MacKinnon’s son, however, started kindergarten last fall as one of the younger kids in his class. “He’s so overtaxed. He’s having the worst year ever,” she says. “He comes home with this giant backpack full of homework every night. I don’t make him do it. I feel like it’s just going to add to his discipline problems at school. He’s 5. He wants to be moving and doing art projects and playing with Legos.”
“Over the last half century, there’s been a continuous decline in children’s freedom to play,” says Boston College psychologist Peter Gray. “It’s through play that children gain the social abilities, the grit, the ability to control their impulses and solve their own problems that makes them resilient.”
Another Boston-area parent, Jennifer Debin, saw similar academic pressures put on her son’s kindergarten class in the Sherborn public schools. “It came as a surprise to me, during my observations of the classroom. There were a lot of work sheets, a lot of seat time, and it was all very teacher directed,” says Debin who volunteered as a class parent. “There wasn’t as much joy in learning, laughter, excitement, and just the noise and playfulness you’d expect in a place trying to get kids excited for that first voyage into school.”
While the high-stakes tests created to assess the Common Core don’t currently begin until third grade, kindergartners are subject to multiple screenings, diagnostics, and progress assessments throughout the year. And teachers say the guidelines for interpreting the latest editions of these tests have ratcheted up to be in line with the Common Core.
“One reading assessment we use has this chart that tells you, here’s where students should be at the end of kindergarten, and if you have a child testing in the middle somewhere, then here are some things to work on,” says Kathy Clunis D’Andrea, who has spent 15 years teaching kindergarten at the Mission Hill School, a public pilot school in Boston. “After the Common Core, that chart looked incredibly different. The expectations of reading level at the end of kindergarten were two times higher.”
The standards’ defenders say they don’t tell teachers how to teach. They provide a set of goals, not the paths to get there.
“There’s a big marketplace out there selling curricula and teaching materials to teachers and school districts, and not all of them are good,” says Heather Hill, a professor at Harvard’s Graduate School of Education. “But kindergarten teachers are a special group of people. They’re pretty protective of these kids’ minds. I’m relatively optimistic.”

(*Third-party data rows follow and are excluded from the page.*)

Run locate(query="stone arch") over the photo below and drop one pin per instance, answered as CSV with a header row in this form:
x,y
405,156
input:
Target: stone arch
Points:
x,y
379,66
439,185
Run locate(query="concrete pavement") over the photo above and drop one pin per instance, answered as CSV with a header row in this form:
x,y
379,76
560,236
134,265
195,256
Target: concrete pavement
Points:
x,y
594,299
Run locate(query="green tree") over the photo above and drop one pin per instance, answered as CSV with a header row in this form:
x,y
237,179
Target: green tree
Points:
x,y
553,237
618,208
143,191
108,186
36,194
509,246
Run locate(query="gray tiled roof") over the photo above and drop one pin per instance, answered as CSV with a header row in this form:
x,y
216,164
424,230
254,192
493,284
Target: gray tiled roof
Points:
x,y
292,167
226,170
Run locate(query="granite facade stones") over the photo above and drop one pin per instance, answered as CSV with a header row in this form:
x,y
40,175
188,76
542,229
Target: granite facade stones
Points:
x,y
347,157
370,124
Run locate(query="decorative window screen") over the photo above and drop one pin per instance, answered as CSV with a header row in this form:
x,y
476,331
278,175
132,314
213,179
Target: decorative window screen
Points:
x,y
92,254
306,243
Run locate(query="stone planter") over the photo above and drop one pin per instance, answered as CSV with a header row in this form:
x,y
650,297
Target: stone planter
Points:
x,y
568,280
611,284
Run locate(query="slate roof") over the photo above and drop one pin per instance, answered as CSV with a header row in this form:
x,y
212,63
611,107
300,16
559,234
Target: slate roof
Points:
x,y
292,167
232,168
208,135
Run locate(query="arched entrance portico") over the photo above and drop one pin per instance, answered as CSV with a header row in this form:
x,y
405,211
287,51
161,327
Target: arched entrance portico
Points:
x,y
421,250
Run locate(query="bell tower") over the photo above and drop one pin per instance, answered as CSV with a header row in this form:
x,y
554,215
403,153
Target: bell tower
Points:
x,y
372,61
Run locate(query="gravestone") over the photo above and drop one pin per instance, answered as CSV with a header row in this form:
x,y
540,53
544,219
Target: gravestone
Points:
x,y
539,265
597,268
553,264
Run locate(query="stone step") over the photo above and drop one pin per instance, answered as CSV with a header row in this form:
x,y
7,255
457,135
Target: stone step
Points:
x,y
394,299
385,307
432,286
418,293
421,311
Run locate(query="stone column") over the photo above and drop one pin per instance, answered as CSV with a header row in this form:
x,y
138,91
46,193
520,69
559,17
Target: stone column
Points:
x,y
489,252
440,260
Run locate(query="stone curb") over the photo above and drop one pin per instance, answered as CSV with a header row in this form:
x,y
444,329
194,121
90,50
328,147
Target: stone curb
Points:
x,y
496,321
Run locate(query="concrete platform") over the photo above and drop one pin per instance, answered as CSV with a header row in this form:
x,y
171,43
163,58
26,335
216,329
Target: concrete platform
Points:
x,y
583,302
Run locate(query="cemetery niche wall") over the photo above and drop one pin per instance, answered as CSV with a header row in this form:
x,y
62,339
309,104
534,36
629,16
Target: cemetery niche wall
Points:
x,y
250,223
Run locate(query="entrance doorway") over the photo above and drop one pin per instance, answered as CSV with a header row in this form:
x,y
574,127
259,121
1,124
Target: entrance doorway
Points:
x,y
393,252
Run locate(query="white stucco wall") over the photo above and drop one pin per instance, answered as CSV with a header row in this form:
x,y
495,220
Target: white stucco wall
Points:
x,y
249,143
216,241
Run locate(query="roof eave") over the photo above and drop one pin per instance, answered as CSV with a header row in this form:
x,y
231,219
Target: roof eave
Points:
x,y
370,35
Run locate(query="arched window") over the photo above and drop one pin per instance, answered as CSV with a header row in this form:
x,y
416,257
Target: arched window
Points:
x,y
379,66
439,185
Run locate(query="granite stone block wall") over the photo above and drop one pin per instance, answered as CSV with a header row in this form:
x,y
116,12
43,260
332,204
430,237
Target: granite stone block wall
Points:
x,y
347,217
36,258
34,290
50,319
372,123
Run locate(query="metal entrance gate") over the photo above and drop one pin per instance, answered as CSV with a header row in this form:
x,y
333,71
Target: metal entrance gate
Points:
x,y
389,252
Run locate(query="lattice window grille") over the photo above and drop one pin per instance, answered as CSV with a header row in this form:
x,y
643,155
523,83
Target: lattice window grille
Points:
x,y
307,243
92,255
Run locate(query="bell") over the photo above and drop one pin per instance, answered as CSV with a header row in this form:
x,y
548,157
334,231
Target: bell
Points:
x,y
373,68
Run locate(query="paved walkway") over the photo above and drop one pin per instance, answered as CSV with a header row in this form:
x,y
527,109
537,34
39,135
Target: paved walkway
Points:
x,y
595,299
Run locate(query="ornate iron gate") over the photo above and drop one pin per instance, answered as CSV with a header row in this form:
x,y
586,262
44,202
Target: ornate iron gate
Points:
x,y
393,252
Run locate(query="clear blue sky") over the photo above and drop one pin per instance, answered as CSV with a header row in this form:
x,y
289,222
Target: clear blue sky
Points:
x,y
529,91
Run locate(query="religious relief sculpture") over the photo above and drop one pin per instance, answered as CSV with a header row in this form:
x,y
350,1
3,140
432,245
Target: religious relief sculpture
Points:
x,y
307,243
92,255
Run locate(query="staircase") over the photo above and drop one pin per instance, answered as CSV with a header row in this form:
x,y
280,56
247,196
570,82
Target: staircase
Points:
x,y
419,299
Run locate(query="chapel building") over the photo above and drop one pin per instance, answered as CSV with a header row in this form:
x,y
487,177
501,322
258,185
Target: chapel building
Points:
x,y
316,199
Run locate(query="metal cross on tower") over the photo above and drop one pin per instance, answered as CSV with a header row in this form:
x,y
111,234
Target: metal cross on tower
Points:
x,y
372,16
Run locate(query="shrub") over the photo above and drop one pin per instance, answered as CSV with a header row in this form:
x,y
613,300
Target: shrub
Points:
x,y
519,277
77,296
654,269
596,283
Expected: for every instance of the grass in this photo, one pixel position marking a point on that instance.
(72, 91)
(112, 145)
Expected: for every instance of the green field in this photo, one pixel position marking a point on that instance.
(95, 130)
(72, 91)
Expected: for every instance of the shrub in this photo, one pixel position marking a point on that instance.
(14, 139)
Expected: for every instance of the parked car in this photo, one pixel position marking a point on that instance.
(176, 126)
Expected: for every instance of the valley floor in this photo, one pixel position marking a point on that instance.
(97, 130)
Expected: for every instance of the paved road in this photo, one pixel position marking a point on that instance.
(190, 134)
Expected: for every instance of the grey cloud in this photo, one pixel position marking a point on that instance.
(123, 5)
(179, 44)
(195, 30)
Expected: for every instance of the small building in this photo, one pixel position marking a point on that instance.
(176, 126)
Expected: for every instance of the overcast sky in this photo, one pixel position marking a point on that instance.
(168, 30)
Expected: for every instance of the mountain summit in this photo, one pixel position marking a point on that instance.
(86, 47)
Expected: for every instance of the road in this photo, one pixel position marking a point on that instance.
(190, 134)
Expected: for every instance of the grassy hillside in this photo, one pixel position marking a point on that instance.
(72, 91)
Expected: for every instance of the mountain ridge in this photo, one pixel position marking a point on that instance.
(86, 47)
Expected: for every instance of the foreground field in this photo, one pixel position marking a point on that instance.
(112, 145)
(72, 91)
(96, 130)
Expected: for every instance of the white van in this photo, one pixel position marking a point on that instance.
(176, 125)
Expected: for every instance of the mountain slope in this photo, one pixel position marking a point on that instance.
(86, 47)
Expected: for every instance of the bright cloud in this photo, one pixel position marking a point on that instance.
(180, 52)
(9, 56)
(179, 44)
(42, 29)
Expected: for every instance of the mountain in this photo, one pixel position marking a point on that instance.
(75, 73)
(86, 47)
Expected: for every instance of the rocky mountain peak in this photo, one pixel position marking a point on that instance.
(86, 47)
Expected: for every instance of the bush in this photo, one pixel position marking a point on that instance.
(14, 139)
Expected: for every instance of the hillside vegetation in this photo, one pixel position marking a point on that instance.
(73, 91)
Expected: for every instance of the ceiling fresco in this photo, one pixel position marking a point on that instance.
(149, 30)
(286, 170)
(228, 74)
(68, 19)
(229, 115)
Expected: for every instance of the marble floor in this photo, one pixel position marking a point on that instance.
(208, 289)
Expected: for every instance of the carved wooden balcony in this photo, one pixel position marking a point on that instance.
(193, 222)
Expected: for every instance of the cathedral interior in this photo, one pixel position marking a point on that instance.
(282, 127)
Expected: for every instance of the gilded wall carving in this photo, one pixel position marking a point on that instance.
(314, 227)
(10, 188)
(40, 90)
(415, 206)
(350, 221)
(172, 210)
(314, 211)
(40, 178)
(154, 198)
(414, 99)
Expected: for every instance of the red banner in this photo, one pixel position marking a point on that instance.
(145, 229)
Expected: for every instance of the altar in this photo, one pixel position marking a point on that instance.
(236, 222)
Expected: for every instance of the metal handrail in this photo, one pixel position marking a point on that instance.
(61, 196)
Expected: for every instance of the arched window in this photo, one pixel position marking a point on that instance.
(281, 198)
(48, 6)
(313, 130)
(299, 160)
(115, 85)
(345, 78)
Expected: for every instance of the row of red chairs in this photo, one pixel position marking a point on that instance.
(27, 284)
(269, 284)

“I think people are blaming these standards for the effects of high-stakes testing, something that started long before the Common Core,” says Kulkarni. “We share the concerns of turning kindergarten into a dull place of drills. And nobody who truly understands the Common Core would disagree.”
While the standards don’t prescribe teaching methods, a section of the introduction called “What is not covered by the standards” notes, “The use of play with young children is not specified by the Standards, but it is welcome as a valuable activity in its own right and as a way to help students meet the expectations in this document.”
Opponents dismiss that statement about play as window dressing. “It has little meaning when the statement is followed by 45 specific skills kindergarten children are expected to accomplish,” says Carlsson-Paige. The reality, she says, is that the juggernaut of standards tied to high-stakes testing is in motion, and the Common Core adds high-octane fuel. She predicts more kindergarten teachers like Sluyter will quit and more parents, at every level, will balk at standardized testing if nothing changes. “People are frustrated, because these education policies have been top-down for so long,” she says. “People are fed up, and they’re going to do what they can do.”
Chris Berdik is a freelance writer in Milton.
Correction: An earlier version of this story misidentified the type of schools that Leslie MacKinnon’s children attend. They attend public schools.